津波が最初に押し寄せる同県沿岸部では水産業が盛んで、伊勢湾から答志島にかけてはノリ、答志島から的矢湾にかけてカキ、英虞湾では真珠やアオサの養殖が行なわれる。津波が押し寄せれば水産業は甚大な被害が発生することが予想できる。奥には採石場などが立地する志摩諸島の菅島が見える。そのさらに沖には三島由紀夫の小説の舞台にもなったことで有名な神島がある。
波に侵食されてできたリアス式海岸が続き、この辺りの沿岸部は比較的高台であることから、津波の人的被害は回避できそうだ。
パールロードシーサイドラインを伊勢方面へ進んだ鳥羽市勝村町では、牡蠣の養殖が盛んで、いたるところに牡蠣小屋が点在。旅館などの宿泊施設も数多く、好天に恵まれた取材日には穏やかな景色が広がっていた。太平洋に面した海岸線とは対照的に、ここから伊勢湾沿岸までは多くの建物が集積。水族館などの観光施設もあり、津波が押し寄せてきた際の避難経路の整備が急がれる。

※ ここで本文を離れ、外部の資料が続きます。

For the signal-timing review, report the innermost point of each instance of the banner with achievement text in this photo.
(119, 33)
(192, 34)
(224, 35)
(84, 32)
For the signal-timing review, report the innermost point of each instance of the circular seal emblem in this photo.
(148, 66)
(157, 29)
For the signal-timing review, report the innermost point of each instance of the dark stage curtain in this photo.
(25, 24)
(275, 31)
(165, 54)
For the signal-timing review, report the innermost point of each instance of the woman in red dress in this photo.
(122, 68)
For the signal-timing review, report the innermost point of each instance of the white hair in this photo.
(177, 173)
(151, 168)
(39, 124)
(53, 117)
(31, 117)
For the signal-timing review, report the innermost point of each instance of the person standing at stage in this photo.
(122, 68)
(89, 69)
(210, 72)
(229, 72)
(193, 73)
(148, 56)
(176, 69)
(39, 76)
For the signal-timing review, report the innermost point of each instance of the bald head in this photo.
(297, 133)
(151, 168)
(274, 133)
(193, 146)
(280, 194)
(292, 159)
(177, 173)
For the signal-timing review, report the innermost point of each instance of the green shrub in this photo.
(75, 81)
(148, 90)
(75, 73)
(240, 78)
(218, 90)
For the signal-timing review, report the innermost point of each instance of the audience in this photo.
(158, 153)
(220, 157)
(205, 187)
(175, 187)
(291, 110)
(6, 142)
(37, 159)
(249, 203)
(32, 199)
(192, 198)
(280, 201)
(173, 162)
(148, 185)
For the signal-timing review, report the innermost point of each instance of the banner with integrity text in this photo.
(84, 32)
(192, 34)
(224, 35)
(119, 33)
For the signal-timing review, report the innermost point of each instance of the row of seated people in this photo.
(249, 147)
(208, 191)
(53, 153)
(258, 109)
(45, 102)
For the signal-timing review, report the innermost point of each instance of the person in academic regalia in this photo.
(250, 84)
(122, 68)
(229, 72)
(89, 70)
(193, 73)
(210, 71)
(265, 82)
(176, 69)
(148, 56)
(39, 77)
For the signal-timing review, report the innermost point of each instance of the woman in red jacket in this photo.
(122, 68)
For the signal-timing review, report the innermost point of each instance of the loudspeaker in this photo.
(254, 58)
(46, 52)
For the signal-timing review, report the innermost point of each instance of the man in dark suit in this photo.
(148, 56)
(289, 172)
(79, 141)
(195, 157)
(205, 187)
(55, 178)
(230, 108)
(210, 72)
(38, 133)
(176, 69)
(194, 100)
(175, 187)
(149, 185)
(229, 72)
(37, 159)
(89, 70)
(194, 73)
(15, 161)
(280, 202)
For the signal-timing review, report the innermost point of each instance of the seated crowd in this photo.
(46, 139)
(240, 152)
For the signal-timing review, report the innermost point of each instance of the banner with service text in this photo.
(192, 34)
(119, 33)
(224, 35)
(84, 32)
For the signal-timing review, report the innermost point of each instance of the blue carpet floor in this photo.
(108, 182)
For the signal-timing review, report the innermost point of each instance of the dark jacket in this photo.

全国の神社の本宗とされる伊勢神宮。天照大御神を祀る内宮そして外宮、2つの正宮があるが、外宮は比較的平地にあることから津波による被害が懸念される。
【永上 隼人】
特別取材・南海トラフ最前線(4)
<被害想定最大級の静岡県>
「南海トラフ」と接する陸地面積が最も広く、この海溝の開始地点でもある駿河湾沖を持つ静岡県。最悪の揺れと津波が起った場合、死亡数は10万9,000人、津波の高さは最大で30m超(下田市)、浸水面積は150.5 km2、全壊建物31棟9,000棟、直接被害額は19兆円9,000億円と、最大級の被害が想定されている。
予測される浸水地域では、下田市、焼津市、牧之原市、御前崎市、磐田市、浜松市などの被害が目立つ。しかし、これらの被害想定は原発事故を除いたケースである。最大の問題は、砂丘の上に立地し、「砂上の楼閣」と称される浜岡原発である。南海トラフに近く、東海大地震の中央部分に位置しながら、地盤は軟弱という危険度最悪の原発に対し、さすがの管直人元首相も、東日本大震災約1カ月後に停止要請を出した。
広範囲に渡って浸水することが予想される御前崎市。沿岸部には低い堤防が一帯に広がっている。
南遠大砂丘から続く浜岡砂丘の先に、浜岡原発は立地している。手前には風力発電施設があるが、取材日には風が少なかったのか、まったく動いていなかった。
浜岡原発の沿岸部に見える防波壁。昨年12月には18mの設置工事が完了した。これから22mにかさ上げするという。この地域で予想される津波の高さは19mとなっている。
浜岡原発の入り口。浜岡原発が停止した影響か、原発周辺には廃墟となったホテルやスナックがそのままになっていた。
浜岡原発に隣接する浜岡原子力館。5月5日に開催された「こどもの日イベント」には多くの家族連れが訪れ、防波壁などの津波対策など、再稼働に向けた取組みを地元住民にアピールしていた。